I recently wrote a letter to my dear friend Louis. He had asked for some thoughts on death, dying, grief, life and the family system. Over the next few days I will post a series which makes up my long letter to him. I'm doing this because I'm at this place where I really value cancer awareness but am not sure how I can contribute to the community. Maybe this can be the beginning.

It’s been a year and two months since my father died, and only now can I bring myself to say something solid about what death is, how I have grieved, or who my father is to me. I found out in August 2003 that he was diagnosed with stage three colon cancer and that in only 5% of the cases similar to his would he live longer than five years. It was more than likely that he would live less than that time, and since then there was a terrible ticking clock at every holiday, every birthday, every graduation, every Monday morning, every turn of a chapter that this could be the last time he was with us.

It is hard to live in transition in your teens and early twenties with so much changing to feel so grounded by something like your father’s impending death. My family did not really want me to move to LA for graduate school, but on the outside they were excited for me. I think everyone including myself wondered how I would cope if he died while I was away at school. One time I was deep in my spring term school work and my father was scheduled for a spur of the moment and very serious surgery. I struggled for a week to figure out what to do and then bought a plane ticket even though we had so little money and flew to Portland not knowing if he would even be alive when I got there. The odd thing was he was happy to have me there as a distraction and pretended that I wasn’t there because of the surgery. We went out to dinner. I have a picture of us there. In all of his pictures there is so much underneath the surface. If I look back at our family photos in the last five years I see his pain, his excitement to be with us, our fear that this can’t last forever, our joy that we have at least that moment, and all of us wanting it just to be normal.

When I worked as a therapist in graduate school all of this was going on... the ticking clock, the fear that I would miss something, the rest of life that was exciting and moving at a fast pace, the love that I had for my father, the anger that I had at him for not being honest with me about how he was doing physically, the sadness for the things I wanted from him as a child that I knew I would never get if he died now.
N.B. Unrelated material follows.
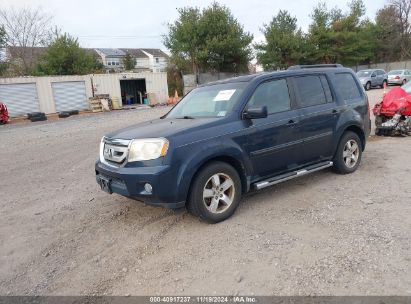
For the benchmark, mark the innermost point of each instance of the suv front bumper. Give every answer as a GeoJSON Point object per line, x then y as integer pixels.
{"type": "Point", "coordinates": [130, 182]}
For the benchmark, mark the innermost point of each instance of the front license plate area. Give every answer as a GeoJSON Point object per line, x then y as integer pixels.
{"type": "Point", "coordinates": [105, 184]}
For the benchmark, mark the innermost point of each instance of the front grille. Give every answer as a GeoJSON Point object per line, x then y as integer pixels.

By a strange set of circumstances I was offered a position working with cancer patients and their families. Some of them during the last stages of life, others in the early parts of grieving a death. I was very honest that I was sorting through those things myself and told my colleagues of my father, some of my own challenges in my family because of it, and how it affected my work. At that point I had been living with and processing my father’s illness for nearly four years, learning how to talk to people about how he was doing and how they could pray when I wasn’t even really sure what was going on with him. At times I felt like ignoring my parents and moving on with life, at other times I was more sensitive and worried and tried to reach out and help. Over those years I felt like my father wanted to keep things a secret and live life without us worrying but I felt pushed away. I remember one of the concepts in our counseling work at that agency sticking with me during the last years of my dad’s life “a new normal.” They said that families dealing with cancer have such a different perspective, but they find their new normal and live in that and often can thrive.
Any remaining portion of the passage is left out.